CODEWITHSUNDEEP
pythonarraysnumpybroadcastdivide
jdough
jdough

Reputation: 25

How to divide an n-dimensional array by the first value from a dimension

Given an array of dimension N how do I divide all values in the array by the first value from a selected dimension?

Example code:

import numpy as np
A = np.random.randint(1, 10, size=(3,3,3))
B = A[:,:,0]
C = np.divide(A,B)
A
print()
B
print()
C
print()
C[:,:,0]

Output:

array([[[1, 8, 5],
        [3, 6, 5],
        [5, 4, 2]],

       [[6, 2, 9],
        [4, 2, 2],
        [5, 6, 8]],

       [[3, 3, 1],
        [2, 7, 7],
        [6, 4, 6]]])


array([[1, 3, 5],
       [6, 4, 5],
       [3, 2, 6]])


array([[[1.        , 2.66666667, 1.        ],
        [0.5       , 1.5       , 1.        ],
        [1.66666667, 2.        , 0.33333333]],

       [[6.        , 0.66666667, 1.8       ],
        [0.66666667, 0.5       , 0.4       ],
        [1.66666667, 3.        , 1.33333333]],

       [[3.        , 1.        , 0.2       ],
        [0.33333333, 1.75      , 1.4       ],
        [2.        , 2.        , 1.        ]]])


array([[1.        , 0.5       , 1.66666667],
       [6.        , 0.66666667, 1.66666667],
       [3.        , 0.33333333, 2.        ]])

I was expecting the final output from C[:,:,0] to be all 1's.
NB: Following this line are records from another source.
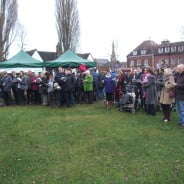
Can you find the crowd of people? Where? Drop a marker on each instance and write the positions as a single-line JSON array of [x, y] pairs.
[[161, 89]]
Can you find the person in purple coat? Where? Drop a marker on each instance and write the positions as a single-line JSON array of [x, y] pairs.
[[109, 89]]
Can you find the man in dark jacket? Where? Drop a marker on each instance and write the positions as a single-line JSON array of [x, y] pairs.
[[70, 88], [95, 84], [79, 87], [6, 86], [179, 93], [60, 79]]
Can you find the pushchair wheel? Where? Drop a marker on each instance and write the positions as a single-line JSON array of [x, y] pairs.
[[133, 110]]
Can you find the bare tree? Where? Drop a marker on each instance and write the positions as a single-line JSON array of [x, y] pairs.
[[8, 18], [67, 23], [22, 41]]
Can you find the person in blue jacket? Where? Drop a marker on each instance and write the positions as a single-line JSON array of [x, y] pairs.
[[109, 89]]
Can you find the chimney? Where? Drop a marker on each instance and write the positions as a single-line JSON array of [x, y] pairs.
[[165, 42]]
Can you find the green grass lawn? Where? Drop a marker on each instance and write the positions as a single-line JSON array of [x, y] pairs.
[[88, 145]]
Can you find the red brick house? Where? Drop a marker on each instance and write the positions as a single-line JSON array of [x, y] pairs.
[[149, 53]]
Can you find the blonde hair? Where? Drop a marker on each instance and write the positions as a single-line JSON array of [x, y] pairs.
[[168, 71], [181, 66]]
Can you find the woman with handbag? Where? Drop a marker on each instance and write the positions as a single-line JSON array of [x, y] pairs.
[[167, 94]]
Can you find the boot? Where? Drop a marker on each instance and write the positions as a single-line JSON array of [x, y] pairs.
[[109, 104]]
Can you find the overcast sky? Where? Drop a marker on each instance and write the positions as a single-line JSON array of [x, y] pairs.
[[128, 22]]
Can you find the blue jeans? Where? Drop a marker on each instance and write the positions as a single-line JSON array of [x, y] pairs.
[[70, 100], [180, 108]]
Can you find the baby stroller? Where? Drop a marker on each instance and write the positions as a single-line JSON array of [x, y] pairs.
[[127, 100]]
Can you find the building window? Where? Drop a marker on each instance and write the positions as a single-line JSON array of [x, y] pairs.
[[146, 63], [134, 53], [139, 63], [180, 48], [181, 61], [173, 49], [131, 63], [173, 61], [166, 61], [143, 52], [160, 50], [167, 49]]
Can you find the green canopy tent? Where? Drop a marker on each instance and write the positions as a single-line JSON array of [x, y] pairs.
[[23, 60], [69, 59]]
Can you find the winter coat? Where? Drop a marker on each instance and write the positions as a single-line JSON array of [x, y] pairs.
[[7, 83], [43, 86], [179, 89], [60, 78], [150, 89], [109, 84], [70, 83], [95, 78], [35, 83], [168, 84], [22, 83], [88, 83]]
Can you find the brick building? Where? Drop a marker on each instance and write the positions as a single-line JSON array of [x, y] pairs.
[[149, 53]]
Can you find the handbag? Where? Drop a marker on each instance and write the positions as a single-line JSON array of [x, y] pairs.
[[171, 92]]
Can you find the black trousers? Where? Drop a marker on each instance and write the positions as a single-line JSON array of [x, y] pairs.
[[29, 96], [150, 109], [109, 97], [22, 98], [15, 94], [89, 97], [36, 97], [166, 109], [7, 97]]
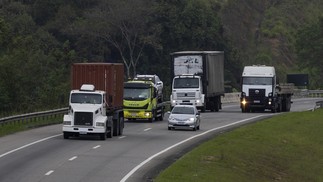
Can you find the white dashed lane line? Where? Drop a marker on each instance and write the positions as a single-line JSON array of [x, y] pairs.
[[49, 172], [73, 158], [147, 129], [98, 146]]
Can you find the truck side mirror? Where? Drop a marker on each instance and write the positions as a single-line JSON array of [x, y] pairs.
[[110, 99]]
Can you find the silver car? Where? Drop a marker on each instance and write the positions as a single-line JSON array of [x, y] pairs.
[[184, 116]]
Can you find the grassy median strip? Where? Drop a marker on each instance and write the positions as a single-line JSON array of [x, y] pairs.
[[288, 147]]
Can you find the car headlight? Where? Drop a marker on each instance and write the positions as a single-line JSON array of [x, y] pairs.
[[243, 102], [147, 114], [100, 124], [67, 123], [270, 94]]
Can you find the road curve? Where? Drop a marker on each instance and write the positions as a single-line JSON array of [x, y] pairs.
[[145, 148]]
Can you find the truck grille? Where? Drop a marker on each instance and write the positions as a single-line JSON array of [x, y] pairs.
[[257, 93], [186, 94], [83, 118]]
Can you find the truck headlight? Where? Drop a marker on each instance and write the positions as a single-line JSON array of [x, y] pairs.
[[270, 94], [67, 122], [243, 102], [99, 124]]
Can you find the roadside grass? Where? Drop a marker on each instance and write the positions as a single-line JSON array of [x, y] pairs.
[[13, 127], [287, 147]]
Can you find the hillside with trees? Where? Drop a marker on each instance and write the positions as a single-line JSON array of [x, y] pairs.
[[40, 39]]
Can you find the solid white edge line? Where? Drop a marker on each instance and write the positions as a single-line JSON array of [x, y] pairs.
[[147, 129], [49, 172], [27, 145], [96, 146], [72, 158], [179, 143]]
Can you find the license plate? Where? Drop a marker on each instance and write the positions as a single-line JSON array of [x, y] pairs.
[[83, 132]]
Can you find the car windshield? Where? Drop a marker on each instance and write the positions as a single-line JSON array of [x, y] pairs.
[[257, 80], [87, 98], [186, 83], [145, 79], [183, 110], [136, 93]]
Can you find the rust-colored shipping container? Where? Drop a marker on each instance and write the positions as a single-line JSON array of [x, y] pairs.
[[108, 77]]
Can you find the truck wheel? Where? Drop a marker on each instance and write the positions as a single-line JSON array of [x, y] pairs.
[[121, 126], [66, 135], [110, 131], [103, 136], [116, 126], [203, 108]]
I guess it has to do with the broadcasting of B but I don't think I understand why it isn't broadcasting B into a shape (3,3,3) where it is replicated along dimension 2.

Upvotes: 1

Views: 467

Answers (2)

Sayandip Dutta
Sayandip Dutta

Reputation: 15872

You need to reshape B such that it aligns with A[:,:,0]:

>>> A
array([[[1, 8, 5],
        [3, 6, 5],
        [5, 4, 2]],

       [[6, 2, 9],
        [4, 2, 2],
        [5, 6, 8]],

       [[3, 3, 1],
        [2, 7, 7],
        [6, 4, 6]]])

>>> B = A[:, :, 0]
>>> B
array([[1, 3, 5],
       [6, 4, 5],
       [3, 2, 6]])

# And you need to reorient B as:

>>> B.T[None,:].T
array([[[1],
        [3],
        [5]],

       [[6],
        [4],
        [5]],

       [[3],
        [2],
        [6]]])

>>> A / B.T[None,:].T
array([[[1.        , 8.        , 5.        ],
        [1.        , 2.        , 1.66666667],
        [1.        , 0.8       , 0.4       ]],

       [[1.        , 0.33333333, 1.5       ],
        [1.        , 0.5       , 0.5       ],
        [1.        , 1.2       , 1.6       ]],

       [[1.        , 1.        , 0.33333333],
        [1.        , 3.5       , 3.5       ],
        [1.        , 0.66666667, 1.        ]]])

Upvotes: 1

Mark
Mark

Reputation: 92440

To get your expected results you could reshape your B array to:

B = A[:,:,0].reshape(3,-1, 1)

Then when you divide you will get a result like:

array([[[1.        , 0.11111111, 0.11111111],
        [1.        , 0.25      , 0.5       ],
        [1.        , 0.88888889, 0.44444444]],

       [[1.        , 0.88888889, 1.        ],
        [1.        , 1.8       , 1.6       ],
        [1.        , 4.5       , 0.5       ]],

       [[1.        , 0.66666667, 0.5       ],
        [1.        , 1.125     , 0.75      ],
        [1.        , 0.5       , 2.25      ]]])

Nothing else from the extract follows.